C’est sans doute la majorité la plus courante car elle ne tient compte que des associés qui participent à la décision collective. Elle peut en revanche avoir un inconvénient (selon le sens du vote que l’on souhaite). A défaut de précision particulière, toute abstention sera en effet prise en compte et donc “équivaudra” en terme de calcul à un vote défavorable puisqu’elles ne sont pas prises en compte dans le calcul des votes favorables.
A noter : sur la question des abstentions voir Association nationale des sociétés par actions, comité juridique, n° 20-034 du 9 septembre 2020.

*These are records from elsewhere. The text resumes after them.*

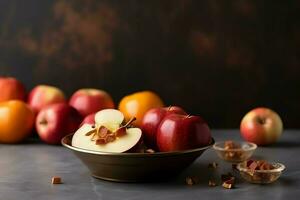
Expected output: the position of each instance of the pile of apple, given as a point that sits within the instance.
(163, 129)
(46, 110)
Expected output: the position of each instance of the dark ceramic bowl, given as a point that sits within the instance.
(135, 167)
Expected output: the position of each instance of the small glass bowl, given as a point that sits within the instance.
(261, 176)
(235, 155)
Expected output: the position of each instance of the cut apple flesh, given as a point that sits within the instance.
(110, 118)
(121, 144)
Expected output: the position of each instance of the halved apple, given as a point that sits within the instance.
(110, 118)
(121, 144)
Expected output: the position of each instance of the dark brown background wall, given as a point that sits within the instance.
(215, 58)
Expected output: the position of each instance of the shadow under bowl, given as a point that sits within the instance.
(135, 167)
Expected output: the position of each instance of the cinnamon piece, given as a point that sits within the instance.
(56, 180)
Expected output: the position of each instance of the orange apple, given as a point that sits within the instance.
(90, 119)
(11, 89)
(16, 121)
(44, 95)
(261, 126)
(90, 100)
(137, 104)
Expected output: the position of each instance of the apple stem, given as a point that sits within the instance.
(43, 122)
(261, 121)
(130, 121)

La majorité des voix exprimées
Rédaction : “à la majorité des voix exprimées des associés présents (ou réputés comme tels) ou représentés. Les voix exprimées ne comprennent pas celles attachées aux parts/actions pour lesquelles l’associé/actionnaire n'a pas pris part au vote, s'est abstenu ou a voté blanc ou nul”.
Il s’agit d’une rédaction qui s’inspire de la loi n° 2019-744 du 19 juillet 2019 de simplification, de clarification et d'actualisation du droit des sociétés. Cette rédaction permet d’écarter du calcul de la majorité les abstentions mais également les votes blancs ou nuls.
EXEMPLES DE CLAUSE AMBIGUE
Clause : “majorité en nombre des associés présents ou représentés, représentant au moins les trois quarts du capital social”. Cette clause peut s’interpréter de deux manières : il s’agit à la fois d’un quorum (au moins les trois quarts du capital social devaient être présents ou représentés) et d’une règle de majorité (en nombre d’associés présents et représentés) ou bien seulement une double majorité (majorité en nombre d’associés présents ou représentés et par les associés représentant au moins les trois quarts du capital social). Ce sera la première interprétation qui sera retenue au vu d’autres stipulations statutaires concernant notamment les décisions ordinaires (Cour de cassation, 12 octobre 2022, n° 21-15.407 : pour une interprétation inverse cour d’appel d’Angers, 22 mars 2011, n° 10/265 car la virgule devait s’interpréter comme la conjoinction “et”).
Clause : “l’unanimité des associés représentant 75 % du capital social”. S’agit-il de l’unanimité des associés présents ou représentés dès lors que 75 % du capital social est présent ou de ceux représentant ensemble au moins 75 % du capital social ?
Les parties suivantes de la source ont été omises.